# Reviews of Dr. Ellen's "Light Your Fire" (His Fire / Her Fire) Programs



## Chris H.

This thread is for reviews of Dr. Ellen Kreidman's Light Your Fire Programs. While I've had the opportunity to review both of these programs, this thread is posted in hopes that others will write their experience as well.
http://www.LightYourFire.com 
Ellen sent me both programs, and I've had a chance to listen to them and read the workbooks. Dr. Ellen has two separate programs - one designed specifically for women and one designed specifically for men, hence the "Light His Fire" / "Light Her Fire" names. This is different from many of the other self-help relationship programs available that provide one product designed to help both men and women. 

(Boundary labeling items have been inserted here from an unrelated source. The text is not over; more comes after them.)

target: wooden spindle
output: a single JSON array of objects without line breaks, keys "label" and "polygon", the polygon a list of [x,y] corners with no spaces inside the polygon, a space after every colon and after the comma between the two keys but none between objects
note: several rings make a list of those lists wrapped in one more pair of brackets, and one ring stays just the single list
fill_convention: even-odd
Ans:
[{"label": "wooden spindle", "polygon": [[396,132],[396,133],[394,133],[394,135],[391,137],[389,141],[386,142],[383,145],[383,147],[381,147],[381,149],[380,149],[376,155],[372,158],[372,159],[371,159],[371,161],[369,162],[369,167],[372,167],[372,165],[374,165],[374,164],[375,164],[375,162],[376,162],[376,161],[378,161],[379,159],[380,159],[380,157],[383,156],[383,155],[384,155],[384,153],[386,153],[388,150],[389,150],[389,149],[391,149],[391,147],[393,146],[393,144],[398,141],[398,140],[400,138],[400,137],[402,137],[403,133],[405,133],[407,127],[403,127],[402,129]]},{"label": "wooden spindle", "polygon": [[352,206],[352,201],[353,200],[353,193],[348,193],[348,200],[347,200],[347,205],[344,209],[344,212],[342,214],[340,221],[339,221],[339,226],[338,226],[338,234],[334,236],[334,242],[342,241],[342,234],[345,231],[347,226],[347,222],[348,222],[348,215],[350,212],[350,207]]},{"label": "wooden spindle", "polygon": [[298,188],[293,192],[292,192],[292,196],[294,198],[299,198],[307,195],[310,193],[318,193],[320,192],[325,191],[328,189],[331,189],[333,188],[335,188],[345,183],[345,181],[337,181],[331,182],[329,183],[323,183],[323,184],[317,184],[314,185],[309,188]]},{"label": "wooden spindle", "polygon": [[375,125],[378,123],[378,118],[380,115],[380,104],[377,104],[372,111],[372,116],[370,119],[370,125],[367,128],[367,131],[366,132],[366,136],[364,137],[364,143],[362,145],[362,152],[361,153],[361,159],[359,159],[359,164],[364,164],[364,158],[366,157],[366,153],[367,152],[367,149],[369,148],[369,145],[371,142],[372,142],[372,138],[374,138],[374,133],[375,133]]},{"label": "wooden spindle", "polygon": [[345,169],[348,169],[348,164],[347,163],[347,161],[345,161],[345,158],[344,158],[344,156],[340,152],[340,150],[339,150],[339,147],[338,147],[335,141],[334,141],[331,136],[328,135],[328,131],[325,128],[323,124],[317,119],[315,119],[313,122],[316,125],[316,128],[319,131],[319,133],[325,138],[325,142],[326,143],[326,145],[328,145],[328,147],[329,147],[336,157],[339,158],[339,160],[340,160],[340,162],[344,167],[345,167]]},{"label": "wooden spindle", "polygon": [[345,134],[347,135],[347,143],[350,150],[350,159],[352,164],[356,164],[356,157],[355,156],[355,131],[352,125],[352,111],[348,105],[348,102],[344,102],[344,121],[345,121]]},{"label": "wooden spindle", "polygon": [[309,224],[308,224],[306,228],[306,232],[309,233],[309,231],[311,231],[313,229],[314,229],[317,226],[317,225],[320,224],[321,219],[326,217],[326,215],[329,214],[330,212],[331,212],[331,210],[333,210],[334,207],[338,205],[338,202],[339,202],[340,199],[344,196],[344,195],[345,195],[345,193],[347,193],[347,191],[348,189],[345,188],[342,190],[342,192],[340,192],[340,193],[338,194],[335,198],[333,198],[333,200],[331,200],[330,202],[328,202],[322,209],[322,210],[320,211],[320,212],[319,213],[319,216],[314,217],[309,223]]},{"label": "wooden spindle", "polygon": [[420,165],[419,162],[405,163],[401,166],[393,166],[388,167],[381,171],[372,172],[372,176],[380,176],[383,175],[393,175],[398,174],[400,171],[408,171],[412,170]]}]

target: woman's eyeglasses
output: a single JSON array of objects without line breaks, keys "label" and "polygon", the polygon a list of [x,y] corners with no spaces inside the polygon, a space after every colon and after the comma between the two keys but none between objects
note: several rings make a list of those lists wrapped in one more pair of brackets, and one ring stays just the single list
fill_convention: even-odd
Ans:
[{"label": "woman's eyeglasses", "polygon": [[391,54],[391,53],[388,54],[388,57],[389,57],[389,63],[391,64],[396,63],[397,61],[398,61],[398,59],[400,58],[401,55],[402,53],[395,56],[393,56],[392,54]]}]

Is this better or worse? I think better, but it could probably be dependent on how much you and your partner fall into the stereotypical male / female roles. For most couples, this will be great. It helps communication by understanding how you and your partner think, and gives down-to-earth advice about ways to handle different situations.

Each LightYourFire program comes with 12 CD's and a workbook. Like all marriage help, it will only work if you "work it" (follow the suggestions they give). I'm confident after listening though, that this program has great promise.

Dr. Ellen also suggests to watch her free 22 minute video (click here), or listen to the audio version (click here), if you're interested in the product.


----------



## Russell

I have to say, this program helped save my marriage. Definately worth the small investment if you are serious about helping your own marriage.

The ultimate factor in saving your marriage though, is you.


----------



## Amplexor

Russell	

Long time, no post. Glad to hear things are better. Give us an update.


----------